The world is changing because of their 2023 Cultural Dead International Chapter

Mondo Culture Updated on 2024-01-31

Interface News Reporter |Pan Wenjie.

Interface News Editor |Yellow Moon.

Japan's ** home.

January 17, 1952 – March 28, 2023.

In 1978, Ryuichi Sakamoto debuted as a member of the Yellow Magic Orchestra (YMO), which is known as a pioneer of electronic music in Japan. In the orchestra, Ryuichi Sakamoto's style is more academic and classical** – which is why composer Yukihiro Takahashi (who passed away on January 11, 2023) will refer to him as "Professor", a term that has since been widely used by fans.

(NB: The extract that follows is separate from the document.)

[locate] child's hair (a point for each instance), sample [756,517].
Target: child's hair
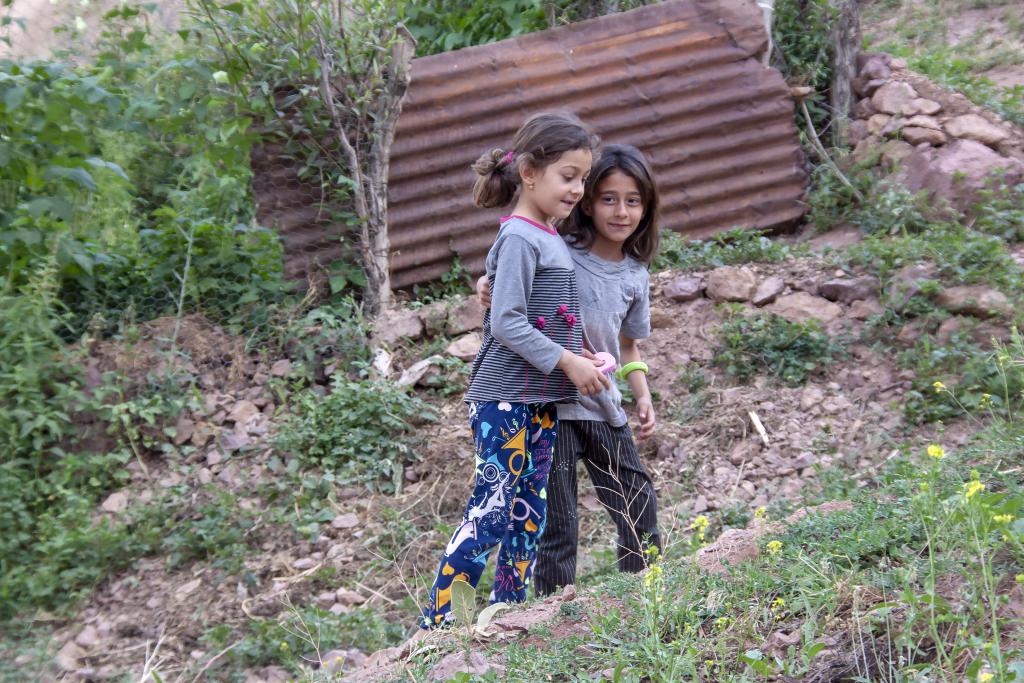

Professor's ** is closely related to social concerns. Since his student days, he has been involved in social movements, participating in strikes** and demonstrations. He opposed the passage of Japan's Household Appliance Safety Law, which gathered more than 70,000 signatures, and actively participated in anti-nuclear demonstrations after the Fukushima nuclear accident. Later, Ryuichi Sakamoto actively participated in peace activities and initiated a forest restoration and conservation project. He believes: "When it comes to what ** and art can do for disasters, compared to sending food and donations, I think the highest level of what can be done is to think deeply about the meaning of disasters and express them with my own works." ”

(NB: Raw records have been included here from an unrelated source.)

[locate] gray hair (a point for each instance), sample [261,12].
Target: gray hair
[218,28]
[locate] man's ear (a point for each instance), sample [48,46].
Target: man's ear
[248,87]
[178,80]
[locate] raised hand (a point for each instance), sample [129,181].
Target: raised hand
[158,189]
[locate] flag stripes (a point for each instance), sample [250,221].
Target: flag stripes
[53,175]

In 1983, Ryuichi Sakamoto starred in Nagisa Oshima's film "Merry Christmas, Mr. Lawrence", which also included British rock singers David Bowie and Takeshi Kitano. The track of the same name has also become one of Ryuichi Sakamoto's classics. However, it will not be known to more Chinese audiences until he scored the film "The Last Emperor" and won the Oscar for Best Original Score, in which he played the role of president of the Japan-Manchurian Film Association. It was also when he was making this film that he came to China for the first time. Regarding China, Ryuichi Sakamoto wrote in his book "SKMT: Who is Ryuichi Sakamoto": "In 5 or 10 years, China will definitely become an existence that is difficult to ignore." The Chinese will certainly not go against their own logic. For better or worse, they will enhance the country's overall strength and push China's logical approach around the world. ”

Japanese writer and Nobel Prize winner in literature.

January 31, 1935March 3, 2023.

Wouldn't it be tiring to live like Mr. Oe?Mo Yan discussed with his friends in private, because he was "nervous, restrained, persistent, serious, always afraid of causing trouble to others, and always thinking about others everywhere". The result of the discussion was that Mr. Oe was indeed very tired, but Mo Yan said that it is precisely because of the "tired" people like Mr. Oe in the world that many precious qualities of human society, such as responsibility, courage, kindness, justice, etc., have been inherited and carried forward.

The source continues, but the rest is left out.